# First post and an enclosure question!



## Rayenicole (Jul 26, 2014)

Hello everyone! 

My fiance and I currently have built up a collection of about 30 tarantulas over two years and we've been primarily using critter keepers, aquariums, and acrylic enclosures from Jaime's Tarantulas.
We're phasing out the critter keepers and aquariums entirely but we've run into a problem. We have two T. stirmi, two L. parahybana, and one L. klugi. These guys are all only 1.5-2 years old and the
LP's already match our adult Grammostola and Brachypelma in size and the Theraphosas are even larger!

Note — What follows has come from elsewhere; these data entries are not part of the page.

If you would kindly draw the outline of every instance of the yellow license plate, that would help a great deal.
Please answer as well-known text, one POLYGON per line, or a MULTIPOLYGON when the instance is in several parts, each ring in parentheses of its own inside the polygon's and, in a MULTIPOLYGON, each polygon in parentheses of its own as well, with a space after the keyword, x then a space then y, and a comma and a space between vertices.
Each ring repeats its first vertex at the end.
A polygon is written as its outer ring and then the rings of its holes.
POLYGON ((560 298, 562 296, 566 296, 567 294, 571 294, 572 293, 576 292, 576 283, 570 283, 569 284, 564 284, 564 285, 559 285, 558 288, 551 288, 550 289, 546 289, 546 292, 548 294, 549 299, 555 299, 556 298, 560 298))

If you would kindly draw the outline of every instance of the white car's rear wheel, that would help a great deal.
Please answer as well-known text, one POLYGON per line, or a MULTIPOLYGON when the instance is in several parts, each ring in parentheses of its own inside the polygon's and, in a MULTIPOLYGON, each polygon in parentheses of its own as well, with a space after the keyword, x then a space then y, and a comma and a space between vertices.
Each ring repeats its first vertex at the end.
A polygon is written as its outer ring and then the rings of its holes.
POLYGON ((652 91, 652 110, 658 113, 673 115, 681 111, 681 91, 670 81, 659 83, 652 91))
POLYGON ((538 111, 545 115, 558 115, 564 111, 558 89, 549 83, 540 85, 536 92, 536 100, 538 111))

The largest acrylic enclosure offered by Jaime is 8x8x14". I've tried to place an order at tarantulacages but they're very expensive and the owner seems to be missing in action. As of right now my
T. stirmi are both in critter keepers with plastic wrap but this is far less than ideal. Any suggestions? Thanks in advance!


----------



## scorpionchaos (Jul 26, 2014)

Large rumbler maid containers or a clear 6 quart shoebox would make Ideal homes for a very long time just drill or solder holes in the sides and on the lids (or cut out a circle of the old and put window screening (couple other alternatives) instead.

Hope this helps.

Reactions: Like 1


----------



## viper69 (Jul 26, 2014)

Rayenicole said:


> Hello everyone!
> 
> My fiance and I currently have built up a collection of about 30 tarantulas over two years and we've been primarily using critter keepers, aquariums, and acrylic enclosures from Jaime's Tarantulas.
> We're phasing out the critter keepers and aquariums entirely but we've run into a problem. We have two T. stirmi, two L. parahybana, and one L. klugi. These guys are all only 1.5-2 years old and the
> ...


There are containers called Sterilite, and many other plastic containers out there. OR, build something yourself.

Reactions: Like 1


----------



## Medusa (Jul 26, 2014)

I'm gradually replacing my critter keepers with Sterilite containers that have the locks on each end. They also stack and this allows more room for my growing collection. Wal-Mart has a back-to-school special on their Sterilite shoe boxes: 5 for $4.50, but my husband is happier that I spent the big bucks for the locking lids.

Reactions: Like 1


----------



## Rayenicole (Jul 26, 2014)

I appreciate all of the suggestions. Do any of you know of acrylic containers for sale besides tarantulacages? I prefer the excellent visibility offered by the acrylic as opposed to Sterilite containers. I suppose I may have to build my own for my largest tarantulas.


----------



## Jones0911 (Jul 26, 2014)

Rayenicole said:


> I appreciate all of the suggestions. Do any of you know of acrylic containers for sale besides tarantulacages? I prefer the excellent visibility offered by the acrylic as opposed to Sterilite containers. I suppose I may have to build my own for my largest tarantulas.


Jamiestarantulas.com


----------



## Rayenicole (Jul 26, 2014)

Jones0911 said:


> Jamiestarantulas.com


8x8x14" isn't large enough for my Theraphosas, I do really love the adult enclosures for the medium sized adults however.


----------



## pyro fiend (Jul 26, 2014)

personally i feel the best thing for a large T like them is a 20 long or 29g. to me a 6qt isnt much more then shipping sized. and every t.stirmi L.P. L.K and L.D adults iv seen utilize the entire 20long

Reactions: Like 1


----------



## hairbug66 (Jul 27, 2014)

Rayenicole said:


> I appreciate all of the suggestions. Do any of you know of acrylic containers for sale besides tarantulacages? I prefer the excellent visibility offered by the acrylic as opposed to Sterilite containers. I suppose I may have to build my own for my largest tarantulas.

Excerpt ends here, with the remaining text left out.